KEVIN HARRIS: One more question that he asked, and I have to commend this questioner. He managed to get in enough questions for forty podcasts!

DR. CRAIG: Oh, I know it! He says at the beginning, “I've got a lot of questions but I'm not going to ask them all. I'll just ask a few.” And then boom!

KEVIN HARRIS: The final thing he asks is about disembodied, timeless minds. He says,

And finally, I want to know why you think disembodied, timeless minds could exist. Even if we concede minds are distinct from matter, that doesn’t imply minds could exist apart from matter. And even if they could, that doesn’t imply they are timeless/spaceless. Thank you.

DR. CRAIG: Right. Well, in my published work I give three independent arguments for thinking that the first uncaused cause of the universe is a mind which is invested with free will and consciousness. So he needs to attend to those arguments which can be found in Reasonable Faith in the third edition. Moreover, in my work Time and Eternity which was published by Crossway Books I argue that there is no incoherence at all in the notion of a timeless person. A timeless person would certainly be different than temporal persons in many ways. For example, it would not experience memory or foresight. It wouldn't go through deliberation in the sense of a successive series of thoughts. But nevertheless a timeless person can be invested with self-consciousness, intentionality, and freedom of the will, and those are sufficient conditions for personhood. So I give good arguments for thinking that the first cause of the universe is, in fact, an unembodied mind, and then defeat arguments intended to show that this is incoherent. You could supplement this by showing that arguments that try to reduce the human mind to the brain or a material substratum are also unsuccessful. So there's just no good reason to deny what my three arguments indicate, namely that the first uncaused cause of the origin of the universe is a spaceless, timeless, personal mind.
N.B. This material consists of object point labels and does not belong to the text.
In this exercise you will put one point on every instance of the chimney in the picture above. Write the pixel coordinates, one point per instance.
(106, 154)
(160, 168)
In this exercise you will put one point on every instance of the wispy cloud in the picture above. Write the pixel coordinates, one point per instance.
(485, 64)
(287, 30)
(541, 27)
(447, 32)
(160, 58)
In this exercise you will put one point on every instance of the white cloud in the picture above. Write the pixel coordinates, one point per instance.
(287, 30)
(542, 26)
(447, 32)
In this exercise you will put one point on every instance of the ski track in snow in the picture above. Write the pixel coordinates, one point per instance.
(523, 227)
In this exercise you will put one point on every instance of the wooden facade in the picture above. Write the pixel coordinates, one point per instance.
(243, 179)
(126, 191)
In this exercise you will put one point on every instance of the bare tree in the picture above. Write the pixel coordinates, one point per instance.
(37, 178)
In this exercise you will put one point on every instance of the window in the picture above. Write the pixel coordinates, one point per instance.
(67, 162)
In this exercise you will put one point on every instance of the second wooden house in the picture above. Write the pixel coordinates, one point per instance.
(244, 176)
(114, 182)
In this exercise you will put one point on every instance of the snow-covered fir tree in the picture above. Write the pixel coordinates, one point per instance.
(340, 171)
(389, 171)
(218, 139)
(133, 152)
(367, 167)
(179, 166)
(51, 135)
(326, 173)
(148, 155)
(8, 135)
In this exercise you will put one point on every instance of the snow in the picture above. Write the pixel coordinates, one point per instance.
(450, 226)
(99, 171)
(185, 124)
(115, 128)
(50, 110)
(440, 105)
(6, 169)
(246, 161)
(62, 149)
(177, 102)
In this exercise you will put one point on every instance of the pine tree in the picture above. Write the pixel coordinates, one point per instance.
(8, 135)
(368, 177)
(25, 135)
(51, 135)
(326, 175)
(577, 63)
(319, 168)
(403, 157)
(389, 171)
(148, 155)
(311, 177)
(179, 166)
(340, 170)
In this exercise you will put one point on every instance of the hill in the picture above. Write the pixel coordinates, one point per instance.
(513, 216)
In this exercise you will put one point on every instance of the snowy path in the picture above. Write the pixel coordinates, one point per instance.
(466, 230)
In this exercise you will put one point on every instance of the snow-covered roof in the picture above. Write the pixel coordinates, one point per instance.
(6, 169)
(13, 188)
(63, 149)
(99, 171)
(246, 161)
KEVIN HARRIS: Well, Bill, this is what happens when we're in quarantine, especially in the Netherlands! We send William Lane Craig huge reams of questions! I want to commend everyone to check out question of the week 692 and go through it because you go through and answer everything he says in order. You were succinct because there were a lot of questions there, but it’s an excellent overview on all of the things that he brought up. So I want to encourage people to check out question of the week 692.